Cash Rules: If you make a purchase of more than Rs 2 lakh or deposit more than Rs 1 lakh, then you may have to answer to the Income Tax Department.
How much cash can a person keep in his house? What are the Income Tax Rules about holding cash? What if the Income Tax officials catch you with a lot of cash? Here are the Income Tax rules that you need to follow in order to file while keeping cash at home. If the Income Tax Department or other authorities seize a lot of cash from you, you need to inform them about the source of the money. You need to have valid documents to show your income.

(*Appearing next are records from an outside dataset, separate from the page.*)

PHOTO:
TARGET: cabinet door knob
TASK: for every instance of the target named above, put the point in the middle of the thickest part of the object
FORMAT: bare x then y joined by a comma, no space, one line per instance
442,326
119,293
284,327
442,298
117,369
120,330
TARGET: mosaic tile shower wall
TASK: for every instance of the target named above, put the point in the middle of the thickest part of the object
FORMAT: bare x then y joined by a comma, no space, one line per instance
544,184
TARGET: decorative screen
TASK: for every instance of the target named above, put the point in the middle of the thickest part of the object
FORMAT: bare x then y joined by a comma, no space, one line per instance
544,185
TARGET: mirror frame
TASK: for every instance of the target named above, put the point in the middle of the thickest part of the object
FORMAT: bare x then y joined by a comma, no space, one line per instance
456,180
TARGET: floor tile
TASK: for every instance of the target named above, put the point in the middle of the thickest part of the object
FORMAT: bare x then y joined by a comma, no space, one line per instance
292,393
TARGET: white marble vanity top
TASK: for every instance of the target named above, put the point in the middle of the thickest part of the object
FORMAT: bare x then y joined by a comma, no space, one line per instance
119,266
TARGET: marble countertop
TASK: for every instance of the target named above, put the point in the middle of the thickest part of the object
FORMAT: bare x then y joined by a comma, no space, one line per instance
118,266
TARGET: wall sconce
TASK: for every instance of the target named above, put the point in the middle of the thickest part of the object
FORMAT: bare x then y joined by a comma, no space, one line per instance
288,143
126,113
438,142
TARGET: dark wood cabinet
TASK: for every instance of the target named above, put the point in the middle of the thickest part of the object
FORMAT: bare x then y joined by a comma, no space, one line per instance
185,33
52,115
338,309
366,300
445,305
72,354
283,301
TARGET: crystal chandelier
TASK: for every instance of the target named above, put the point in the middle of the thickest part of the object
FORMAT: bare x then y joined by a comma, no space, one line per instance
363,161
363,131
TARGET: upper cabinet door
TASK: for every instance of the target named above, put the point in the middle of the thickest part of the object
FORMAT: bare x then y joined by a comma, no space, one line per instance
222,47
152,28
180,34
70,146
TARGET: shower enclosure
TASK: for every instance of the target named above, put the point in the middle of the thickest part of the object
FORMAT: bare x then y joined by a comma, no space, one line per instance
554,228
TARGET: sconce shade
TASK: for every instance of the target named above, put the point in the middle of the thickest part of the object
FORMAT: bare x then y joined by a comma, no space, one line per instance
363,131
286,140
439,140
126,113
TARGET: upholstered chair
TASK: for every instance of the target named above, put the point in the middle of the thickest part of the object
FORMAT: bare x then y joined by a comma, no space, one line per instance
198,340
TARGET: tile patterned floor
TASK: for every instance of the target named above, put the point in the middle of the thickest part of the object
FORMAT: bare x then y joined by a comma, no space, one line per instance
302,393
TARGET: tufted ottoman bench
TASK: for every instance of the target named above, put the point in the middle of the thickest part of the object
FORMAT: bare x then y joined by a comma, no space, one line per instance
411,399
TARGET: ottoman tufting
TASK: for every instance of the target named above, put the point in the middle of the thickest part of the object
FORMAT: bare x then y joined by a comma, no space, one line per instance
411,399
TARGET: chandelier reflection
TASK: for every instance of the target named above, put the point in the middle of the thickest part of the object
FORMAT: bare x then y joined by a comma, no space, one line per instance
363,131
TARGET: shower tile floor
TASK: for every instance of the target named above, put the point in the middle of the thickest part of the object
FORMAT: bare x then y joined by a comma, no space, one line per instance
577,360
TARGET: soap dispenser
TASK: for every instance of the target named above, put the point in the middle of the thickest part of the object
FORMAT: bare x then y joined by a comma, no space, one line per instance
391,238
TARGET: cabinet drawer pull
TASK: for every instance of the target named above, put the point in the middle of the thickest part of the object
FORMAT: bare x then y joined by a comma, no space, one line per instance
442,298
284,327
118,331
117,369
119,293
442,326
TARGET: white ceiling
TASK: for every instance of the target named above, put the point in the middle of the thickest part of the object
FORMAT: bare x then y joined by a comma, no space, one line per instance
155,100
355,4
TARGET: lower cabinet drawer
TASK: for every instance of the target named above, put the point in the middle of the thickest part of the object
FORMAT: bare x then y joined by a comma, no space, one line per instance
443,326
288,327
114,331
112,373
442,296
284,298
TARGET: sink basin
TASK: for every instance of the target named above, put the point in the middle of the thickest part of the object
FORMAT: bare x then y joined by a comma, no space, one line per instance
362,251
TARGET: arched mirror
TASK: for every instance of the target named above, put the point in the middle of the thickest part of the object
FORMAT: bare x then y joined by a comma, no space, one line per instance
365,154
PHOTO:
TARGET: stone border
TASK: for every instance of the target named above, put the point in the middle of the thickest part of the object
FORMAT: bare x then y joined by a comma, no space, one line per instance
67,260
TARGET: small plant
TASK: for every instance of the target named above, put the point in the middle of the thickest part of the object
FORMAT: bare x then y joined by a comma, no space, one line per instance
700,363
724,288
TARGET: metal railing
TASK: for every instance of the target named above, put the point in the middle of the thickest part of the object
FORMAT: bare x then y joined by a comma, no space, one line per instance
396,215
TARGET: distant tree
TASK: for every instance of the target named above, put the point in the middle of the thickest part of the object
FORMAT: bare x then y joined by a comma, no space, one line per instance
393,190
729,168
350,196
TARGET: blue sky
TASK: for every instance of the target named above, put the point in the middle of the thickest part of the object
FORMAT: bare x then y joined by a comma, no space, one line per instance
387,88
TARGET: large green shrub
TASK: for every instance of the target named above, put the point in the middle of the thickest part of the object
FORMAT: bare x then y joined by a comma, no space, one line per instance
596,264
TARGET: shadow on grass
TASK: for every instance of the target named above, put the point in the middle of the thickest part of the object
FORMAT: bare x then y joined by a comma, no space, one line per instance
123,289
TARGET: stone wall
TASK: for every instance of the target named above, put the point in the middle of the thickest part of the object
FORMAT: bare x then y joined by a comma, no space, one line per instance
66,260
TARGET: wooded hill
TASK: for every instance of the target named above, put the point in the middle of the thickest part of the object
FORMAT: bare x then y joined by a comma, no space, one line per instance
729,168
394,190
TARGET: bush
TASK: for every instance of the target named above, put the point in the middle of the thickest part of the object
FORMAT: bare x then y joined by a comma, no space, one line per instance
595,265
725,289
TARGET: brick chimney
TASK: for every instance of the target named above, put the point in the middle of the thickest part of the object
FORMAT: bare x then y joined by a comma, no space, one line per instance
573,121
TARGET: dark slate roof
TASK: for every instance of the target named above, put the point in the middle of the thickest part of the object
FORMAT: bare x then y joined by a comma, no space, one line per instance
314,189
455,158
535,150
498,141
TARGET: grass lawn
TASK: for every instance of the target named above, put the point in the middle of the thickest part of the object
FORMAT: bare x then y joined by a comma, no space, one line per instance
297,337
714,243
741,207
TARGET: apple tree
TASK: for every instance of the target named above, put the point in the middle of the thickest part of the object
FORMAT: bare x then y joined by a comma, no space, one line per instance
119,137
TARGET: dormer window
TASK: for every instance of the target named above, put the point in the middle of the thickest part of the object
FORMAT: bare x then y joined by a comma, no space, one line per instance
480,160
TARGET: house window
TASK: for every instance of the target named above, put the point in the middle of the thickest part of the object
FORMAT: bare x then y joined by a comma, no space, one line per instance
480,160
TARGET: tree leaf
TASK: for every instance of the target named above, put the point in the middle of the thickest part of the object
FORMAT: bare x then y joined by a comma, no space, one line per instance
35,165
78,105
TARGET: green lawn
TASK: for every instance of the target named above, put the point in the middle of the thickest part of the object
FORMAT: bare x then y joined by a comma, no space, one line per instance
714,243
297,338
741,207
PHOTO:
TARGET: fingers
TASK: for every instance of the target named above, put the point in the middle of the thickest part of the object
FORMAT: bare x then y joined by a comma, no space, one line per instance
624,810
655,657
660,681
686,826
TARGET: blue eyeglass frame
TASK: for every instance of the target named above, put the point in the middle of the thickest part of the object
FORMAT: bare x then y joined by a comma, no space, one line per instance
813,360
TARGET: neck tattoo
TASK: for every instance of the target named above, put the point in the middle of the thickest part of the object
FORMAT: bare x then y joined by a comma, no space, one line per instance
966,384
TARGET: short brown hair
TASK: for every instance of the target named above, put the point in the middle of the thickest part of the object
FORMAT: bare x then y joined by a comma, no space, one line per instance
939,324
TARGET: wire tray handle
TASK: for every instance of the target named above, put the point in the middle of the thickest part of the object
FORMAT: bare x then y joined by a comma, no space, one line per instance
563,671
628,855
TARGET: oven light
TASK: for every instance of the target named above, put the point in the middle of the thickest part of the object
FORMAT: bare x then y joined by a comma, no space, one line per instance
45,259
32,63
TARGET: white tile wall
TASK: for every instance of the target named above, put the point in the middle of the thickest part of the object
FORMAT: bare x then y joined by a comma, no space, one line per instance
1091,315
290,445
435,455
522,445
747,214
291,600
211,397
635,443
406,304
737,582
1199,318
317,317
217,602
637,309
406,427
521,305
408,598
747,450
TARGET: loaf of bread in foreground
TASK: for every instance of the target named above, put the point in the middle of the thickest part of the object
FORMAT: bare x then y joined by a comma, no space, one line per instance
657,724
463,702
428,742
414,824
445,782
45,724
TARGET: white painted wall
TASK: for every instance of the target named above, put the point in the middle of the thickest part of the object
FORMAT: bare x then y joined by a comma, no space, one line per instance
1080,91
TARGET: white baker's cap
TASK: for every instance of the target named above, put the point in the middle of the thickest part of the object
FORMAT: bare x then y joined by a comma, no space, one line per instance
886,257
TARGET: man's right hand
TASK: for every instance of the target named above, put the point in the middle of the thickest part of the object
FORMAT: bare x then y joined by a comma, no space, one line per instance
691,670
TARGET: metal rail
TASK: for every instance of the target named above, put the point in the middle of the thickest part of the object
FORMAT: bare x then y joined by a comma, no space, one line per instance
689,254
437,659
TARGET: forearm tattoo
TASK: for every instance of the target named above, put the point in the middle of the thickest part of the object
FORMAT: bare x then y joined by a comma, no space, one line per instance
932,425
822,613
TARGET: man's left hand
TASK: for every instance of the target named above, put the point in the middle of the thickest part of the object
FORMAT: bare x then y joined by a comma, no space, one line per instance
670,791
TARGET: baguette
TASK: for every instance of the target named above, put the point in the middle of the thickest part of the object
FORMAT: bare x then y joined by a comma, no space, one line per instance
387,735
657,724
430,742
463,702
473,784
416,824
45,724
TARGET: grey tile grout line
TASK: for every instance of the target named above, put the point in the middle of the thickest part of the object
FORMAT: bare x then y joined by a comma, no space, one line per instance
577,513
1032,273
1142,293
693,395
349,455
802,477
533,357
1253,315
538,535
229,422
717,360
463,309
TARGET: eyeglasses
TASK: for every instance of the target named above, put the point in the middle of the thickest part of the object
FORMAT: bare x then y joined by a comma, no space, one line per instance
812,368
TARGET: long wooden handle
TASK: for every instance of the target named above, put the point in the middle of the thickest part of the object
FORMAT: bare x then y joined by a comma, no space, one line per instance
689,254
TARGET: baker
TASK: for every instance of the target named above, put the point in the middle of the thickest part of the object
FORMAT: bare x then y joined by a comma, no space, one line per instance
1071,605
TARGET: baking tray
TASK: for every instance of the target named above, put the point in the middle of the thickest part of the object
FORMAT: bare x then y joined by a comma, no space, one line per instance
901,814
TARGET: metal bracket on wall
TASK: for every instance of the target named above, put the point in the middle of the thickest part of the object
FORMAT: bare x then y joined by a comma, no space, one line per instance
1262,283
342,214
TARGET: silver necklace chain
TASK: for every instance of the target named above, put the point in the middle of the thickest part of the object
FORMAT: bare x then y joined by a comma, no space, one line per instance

You also need to ensure that you have filed the proper income tax return.
According to the Central Board of Direct Taxes (CBDT), if you are unable to show the source of money, then the department can impose a penalty equal to 137 percent of the money recovered.
While storing cash you need to keep the following things in mind
- Cash transactions exceeding Rs 20 lakh in a financial year may attract a fine. If you have to deposit or withdraw more than Rs 50,000, you will have to give your PAN details to the bank.
- If a person deposits more than Rs 1,20,000, then he will have to submit PAN and Aadhaar Card.
- You cannot spend more than Rs 2 lakh in cash. If you buy an item that is more than Rs 2 lakh, you will have to provide your PAN card and Aadhaar card.
- A person who makes a payment of more than Rs 1 lakh using a credit-debit card may come under income tax scrutiny.